Quantcast
Channel: Al Jazeera Turk - Ortadoğu, Kafkasya, Balkanlar, Türkiye ve çevresindeki bölgeden son dakika haberleri ve analizler - Görüş
Viewing all articles
Browse latest Browse all 406

Dünya ekonomisi neden toparlanamıyor?

$
0
0
Bugün enerji, çevre, gıda güvenliği, finansal güvenlik gibi temel sorunlar birbirinden soyutlanarak tek başına ele alınamaz. Eski, modası geçmiş düşünce tarzından küresel seviyede vazgeçmedikçe bu belirsizlik ortamı sürüp gider. Ne tam iyileşiriz ne de en azından yakın gelecekte ölürüz.

2007 Ağustos ayından beri dünya ekonomisine hâkim olan belirsizlik ortamı tüm çabalara rağmen bir türlü son bulmadı. Tam bitti bu resesyon derken yeni bir kötü haber alıyoruz.

2008 Eylül ayında Lehman Brothers’ın iflası Amerikan şirketler tarihinde görülen en büyük batış hikayelerinden biri oldu. Bir yıl içerisinde hükümetler şirket ve banka kurtarma operasyonları için yaklaşık 11 trilyon dolar harcadı. ABD kişi başına yaklaşık 10 bin dolarlık, İngiltere ise yaklaşık kişi başına 50 bin dolarlık bir kurtarma maliyetine katlandı. Bu, İngiltere’nin gayri safi yurt içi hasılasının (yıllık toplam üretim değerinin ya da yıllık yaratılan gelir toplamının) yüzde 94,4 ü kadar, ABD’nin de GSYİH’sının yüzde 25,8’i kadar harcama yapması demekti. Çin ve gelişmekte olan ülkeler daha az oranda da olsa büyük maliyetlere katlandılar.


Peki, ne oldu? Tüm bu önlemler fırtınanın bitmesine ve eski güzel güneşli günlere dönmemizi sağladı mı? Maalesef hayır.

Bu kriz düşük talep ya da yüksek enerji fiyatlarından kaynaklı değildi yani daha önceki krizlerden farklı idi. Bu durum çok beklenen bir şey de değildi. Bir Wall Street avukatı olan Ron Geffner  “Bir yaz günü uyandık ki yerlere kar yağmış” şeklinde ifade etti yaşanan şaşkınlığı.
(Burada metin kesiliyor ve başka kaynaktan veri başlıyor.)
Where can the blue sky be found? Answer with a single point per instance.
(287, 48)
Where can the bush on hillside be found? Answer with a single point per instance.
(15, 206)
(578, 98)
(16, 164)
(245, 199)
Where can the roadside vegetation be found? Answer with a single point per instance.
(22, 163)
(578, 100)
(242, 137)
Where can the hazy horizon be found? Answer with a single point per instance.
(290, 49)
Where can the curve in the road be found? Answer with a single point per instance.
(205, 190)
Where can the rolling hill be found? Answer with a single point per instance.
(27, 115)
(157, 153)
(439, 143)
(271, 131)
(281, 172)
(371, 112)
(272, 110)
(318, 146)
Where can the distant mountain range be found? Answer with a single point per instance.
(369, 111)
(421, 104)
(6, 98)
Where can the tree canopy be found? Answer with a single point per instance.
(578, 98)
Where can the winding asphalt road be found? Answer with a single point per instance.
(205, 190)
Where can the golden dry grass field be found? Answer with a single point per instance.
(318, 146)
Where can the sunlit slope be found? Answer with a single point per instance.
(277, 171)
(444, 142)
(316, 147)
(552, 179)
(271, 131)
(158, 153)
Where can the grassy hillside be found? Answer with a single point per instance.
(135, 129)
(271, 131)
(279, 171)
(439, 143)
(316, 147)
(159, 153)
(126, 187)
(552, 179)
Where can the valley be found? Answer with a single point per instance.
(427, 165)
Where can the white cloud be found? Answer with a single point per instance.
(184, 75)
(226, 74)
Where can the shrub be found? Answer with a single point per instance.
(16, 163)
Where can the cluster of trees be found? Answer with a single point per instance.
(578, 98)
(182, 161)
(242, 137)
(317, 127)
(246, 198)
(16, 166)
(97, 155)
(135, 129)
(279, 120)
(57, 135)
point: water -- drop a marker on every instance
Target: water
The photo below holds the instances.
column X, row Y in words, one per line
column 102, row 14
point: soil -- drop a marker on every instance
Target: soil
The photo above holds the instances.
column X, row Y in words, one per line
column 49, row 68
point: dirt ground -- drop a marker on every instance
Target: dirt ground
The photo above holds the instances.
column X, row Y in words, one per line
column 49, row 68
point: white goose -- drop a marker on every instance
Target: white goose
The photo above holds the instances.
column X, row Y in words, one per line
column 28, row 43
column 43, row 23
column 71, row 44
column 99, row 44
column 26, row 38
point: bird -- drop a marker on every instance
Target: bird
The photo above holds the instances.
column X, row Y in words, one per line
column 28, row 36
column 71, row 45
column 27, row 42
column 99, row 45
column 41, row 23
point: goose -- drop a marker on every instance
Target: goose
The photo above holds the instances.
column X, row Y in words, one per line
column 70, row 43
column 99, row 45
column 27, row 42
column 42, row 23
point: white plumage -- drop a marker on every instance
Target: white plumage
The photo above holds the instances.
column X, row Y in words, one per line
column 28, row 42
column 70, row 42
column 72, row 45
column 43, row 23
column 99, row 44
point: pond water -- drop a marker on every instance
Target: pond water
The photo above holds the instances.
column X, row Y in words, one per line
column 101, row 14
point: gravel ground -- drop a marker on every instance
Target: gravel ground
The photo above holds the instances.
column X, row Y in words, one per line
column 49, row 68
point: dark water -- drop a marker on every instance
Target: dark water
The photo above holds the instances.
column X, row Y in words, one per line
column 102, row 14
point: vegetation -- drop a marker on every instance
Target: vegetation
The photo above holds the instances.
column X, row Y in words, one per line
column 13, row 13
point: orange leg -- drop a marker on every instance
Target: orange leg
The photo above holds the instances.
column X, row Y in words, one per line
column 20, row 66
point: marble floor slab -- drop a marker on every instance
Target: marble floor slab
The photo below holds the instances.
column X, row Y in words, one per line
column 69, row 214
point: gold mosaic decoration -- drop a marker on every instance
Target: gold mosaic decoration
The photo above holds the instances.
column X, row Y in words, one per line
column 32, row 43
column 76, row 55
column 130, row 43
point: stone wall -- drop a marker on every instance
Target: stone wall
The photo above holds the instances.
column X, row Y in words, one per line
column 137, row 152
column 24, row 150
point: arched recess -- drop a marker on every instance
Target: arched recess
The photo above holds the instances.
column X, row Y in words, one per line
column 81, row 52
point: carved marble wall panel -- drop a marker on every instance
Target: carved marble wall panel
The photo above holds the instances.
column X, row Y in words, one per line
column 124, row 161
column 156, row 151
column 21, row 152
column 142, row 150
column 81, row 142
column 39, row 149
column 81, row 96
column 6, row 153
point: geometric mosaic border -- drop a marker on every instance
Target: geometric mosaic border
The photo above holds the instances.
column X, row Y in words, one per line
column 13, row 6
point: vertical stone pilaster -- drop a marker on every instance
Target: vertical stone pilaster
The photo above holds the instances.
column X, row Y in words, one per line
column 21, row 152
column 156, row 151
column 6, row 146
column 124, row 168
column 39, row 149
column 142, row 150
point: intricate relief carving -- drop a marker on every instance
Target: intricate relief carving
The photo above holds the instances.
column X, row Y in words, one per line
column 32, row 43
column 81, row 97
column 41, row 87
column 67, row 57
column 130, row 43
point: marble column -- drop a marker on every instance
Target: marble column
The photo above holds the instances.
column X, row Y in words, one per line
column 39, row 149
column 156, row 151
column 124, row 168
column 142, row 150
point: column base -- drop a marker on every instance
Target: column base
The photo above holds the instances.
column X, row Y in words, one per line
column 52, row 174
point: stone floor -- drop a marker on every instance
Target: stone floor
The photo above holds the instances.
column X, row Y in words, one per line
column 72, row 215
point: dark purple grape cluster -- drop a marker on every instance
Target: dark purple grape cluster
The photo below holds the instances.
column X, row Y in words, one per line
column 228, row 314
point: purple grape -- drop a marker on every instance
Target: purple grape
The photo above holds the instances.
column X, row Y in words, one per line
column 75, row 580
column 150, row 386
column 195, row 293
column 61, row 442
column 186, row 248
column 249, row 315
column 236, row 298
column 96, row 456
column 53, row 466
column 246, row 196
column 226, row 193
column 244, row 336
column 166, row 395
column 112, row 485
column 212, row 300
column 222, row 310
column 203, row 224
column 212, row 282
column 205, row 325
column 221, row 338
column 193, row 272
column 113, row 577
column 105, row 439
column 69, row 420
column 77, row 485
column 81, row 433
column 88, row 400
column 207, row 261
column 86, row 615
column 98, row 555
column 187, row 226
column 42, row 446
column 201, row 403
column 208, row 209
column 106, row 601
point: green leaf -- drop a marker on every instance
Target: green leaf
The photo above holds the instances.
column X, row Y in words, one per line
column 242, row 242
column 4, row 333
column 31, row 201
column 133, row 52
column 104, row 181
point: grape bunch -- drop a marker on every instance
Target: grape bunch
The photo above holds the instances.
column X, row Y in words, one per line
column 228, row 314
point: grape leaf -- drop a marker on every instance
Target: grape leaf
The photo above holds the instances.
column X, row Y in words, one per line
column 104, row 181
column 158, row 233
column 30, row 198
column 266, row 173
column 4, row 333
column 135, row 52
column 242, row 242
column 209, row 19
1929 yılında yaşanan Büyük Buhran ile mukayese edildiğinde daha hafif görünen (1929 krizi boyunca seksen beş bin işyeri kapanmış, beş bin banka iflas etmiş, Amerika’nın ulusal geliri yarıya düşmüştü) 2008 krizini son dönemde piyasalarda hükümetlere yardımcı olabilecek petrol ve emtia fiyatlarındaki düşüş gibi olumlu gelişmelere rağmen neden atlatamadık acaba?

Krizlerin ne uzunlukta süreceği üzerine yapılan çalışmalardan en popüler olanları her krizin bir gün biteceğini söyler. Krizlerin uzunluğu konusunda değişik iktisatçılar değişik süreler hesaplamışlardı. Kondratieff 56 yıllık, Kuznet 15-20 yıllık, Juglar ise 9-10 yıllık periyotlarla dalgalanmalar yaşanacağını öngörmüştü.
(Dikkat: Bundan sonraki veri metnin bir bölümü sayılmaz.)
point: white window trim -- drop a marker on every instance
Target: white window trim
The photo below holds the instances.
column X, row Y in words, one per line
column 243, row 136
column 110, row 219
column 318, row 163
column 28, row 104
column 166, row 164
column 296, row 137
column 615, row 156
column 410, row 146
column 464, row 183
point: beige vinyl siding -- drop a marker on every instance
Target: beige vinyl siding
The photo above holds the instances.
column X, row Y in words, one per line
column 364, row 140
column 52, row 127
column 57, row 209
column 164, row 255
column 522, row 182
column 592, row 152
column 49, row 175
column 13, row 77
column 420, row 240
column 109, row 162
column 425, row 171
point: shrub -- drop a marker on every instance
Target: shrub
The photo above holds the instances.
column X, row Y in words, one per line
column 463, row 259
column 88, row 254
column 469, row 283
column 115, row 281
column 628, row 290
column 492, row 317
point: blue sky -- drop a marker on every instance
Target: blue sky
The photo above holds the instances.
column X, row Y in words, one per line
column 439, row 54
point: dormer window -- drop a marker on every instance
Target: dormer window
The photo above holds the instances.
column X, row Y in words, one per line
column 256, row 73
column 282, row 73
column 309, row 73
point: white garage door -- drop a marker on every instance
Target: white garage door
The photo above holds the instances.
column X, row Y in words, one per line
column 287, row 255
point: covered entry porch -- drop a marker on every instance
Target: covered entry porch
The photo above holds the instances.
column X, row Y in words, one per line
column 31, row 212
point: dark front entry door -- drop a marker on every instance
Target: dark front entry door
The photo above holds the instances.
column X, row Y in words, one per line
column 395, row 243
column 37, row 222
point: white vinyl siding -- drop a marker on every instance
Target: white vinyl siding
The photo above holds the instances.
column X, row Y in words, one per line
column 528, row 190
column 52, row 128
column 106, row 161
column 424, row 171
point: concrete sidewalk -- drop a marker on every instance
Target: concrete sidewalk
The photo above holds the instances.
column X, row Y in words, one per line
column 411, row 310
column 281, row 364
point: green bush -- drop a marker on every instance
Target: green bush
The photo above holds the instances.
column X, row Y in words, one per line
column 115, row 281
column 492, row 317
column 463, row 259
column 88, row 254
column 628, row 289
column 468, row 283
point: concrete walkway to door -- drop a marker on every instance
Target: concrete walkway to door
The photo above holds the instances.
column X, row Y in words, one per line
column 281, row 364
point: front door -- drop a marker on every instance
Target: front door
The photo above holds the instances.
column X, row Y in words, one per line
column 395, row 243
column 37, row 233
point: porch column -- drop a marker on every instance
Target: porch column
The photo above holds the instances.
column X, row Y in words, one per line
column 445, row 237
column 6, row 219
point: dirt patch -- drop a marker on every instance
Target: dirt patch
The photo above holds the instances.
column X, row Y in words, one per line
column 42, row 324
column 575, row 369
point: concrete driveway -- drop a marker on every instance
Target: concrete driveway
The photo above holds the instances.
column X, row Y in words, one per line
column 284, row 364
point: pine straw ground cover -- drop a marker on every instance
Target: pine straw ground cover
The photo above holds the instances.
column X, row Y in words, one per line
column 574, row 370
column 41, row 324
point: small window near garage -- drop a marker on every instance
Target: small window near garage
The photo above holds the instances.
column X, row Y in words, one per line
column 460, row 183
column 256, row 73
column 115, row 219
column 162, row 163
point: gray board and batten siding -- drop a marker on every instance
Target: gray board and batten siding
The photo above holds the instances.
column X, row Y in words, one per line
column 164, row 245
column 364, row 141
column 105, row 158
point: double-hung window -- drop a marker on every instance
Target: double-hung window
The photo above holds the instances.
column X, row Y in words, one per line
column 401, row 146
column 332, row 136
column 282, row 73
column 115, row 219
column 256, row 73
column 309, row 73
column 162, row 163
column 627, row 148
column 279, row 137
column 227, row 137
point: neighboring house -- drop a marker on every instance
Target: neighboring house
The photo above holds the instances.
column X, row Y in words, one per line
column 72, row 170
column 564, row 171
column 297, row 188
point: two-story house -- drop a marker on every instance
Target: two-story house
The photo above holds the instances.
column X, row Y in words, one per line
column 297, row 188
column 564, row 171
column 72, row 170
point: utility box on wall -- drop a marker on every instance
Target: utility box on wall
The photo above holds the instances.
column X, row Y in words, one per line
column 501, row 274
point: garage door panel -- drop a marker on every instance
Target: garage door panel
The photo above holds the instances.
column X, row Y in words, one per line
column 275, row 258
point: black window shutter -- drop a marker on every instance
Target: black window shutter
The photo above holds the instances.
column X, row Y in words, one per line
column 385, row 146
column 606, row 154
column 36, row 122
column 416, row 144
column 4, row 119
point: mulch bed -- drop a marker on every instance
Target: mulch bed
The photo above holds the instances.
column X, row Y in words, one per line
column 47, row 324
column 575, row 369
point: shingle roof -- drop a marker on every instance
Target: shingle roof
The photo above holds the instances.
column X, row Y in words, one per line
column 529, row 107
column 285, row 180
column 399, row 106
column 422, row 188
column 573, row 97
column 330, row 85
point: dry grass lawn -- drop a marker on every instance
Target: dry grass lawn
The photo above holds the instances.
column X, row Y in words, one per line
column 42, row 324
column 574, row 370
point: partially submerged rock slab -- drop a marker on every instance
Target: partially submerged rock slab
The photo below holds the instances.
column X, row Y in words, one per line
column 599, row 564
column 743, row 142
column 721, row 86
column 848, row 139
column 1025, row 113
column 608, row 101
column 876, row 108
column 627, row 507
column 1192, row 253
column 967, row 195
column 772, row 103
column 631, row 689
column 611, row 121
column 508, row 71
Evet, tüm ülkelerde ve dünya ekonomisinde bu tür dalgalanmalar gözlemleniyor ancak genel geçerli bir kuralla açıklanmaları maalesef mümkün görünmüyor.

Gelecekle ilgili güvensizlik ve belirsizlikler

Sorunun temelinde gelecekle ilgili güvensizlik ve belirsizlikler yatıyor.

2008 krizindeki kurtarma operasyonu sonrası 2010’da Dubai sıkıntı yaşadı. Yapılan büyük alt yapı yatırımlarının bir kısmı yurt dışı piyasalardan yapılan borçlanma ile yapılmıştı (özellikle İngiliz bankalarına) fakat diğer emirliklerin de yardımı ile bu sorun kısmen giderilmiş oldu.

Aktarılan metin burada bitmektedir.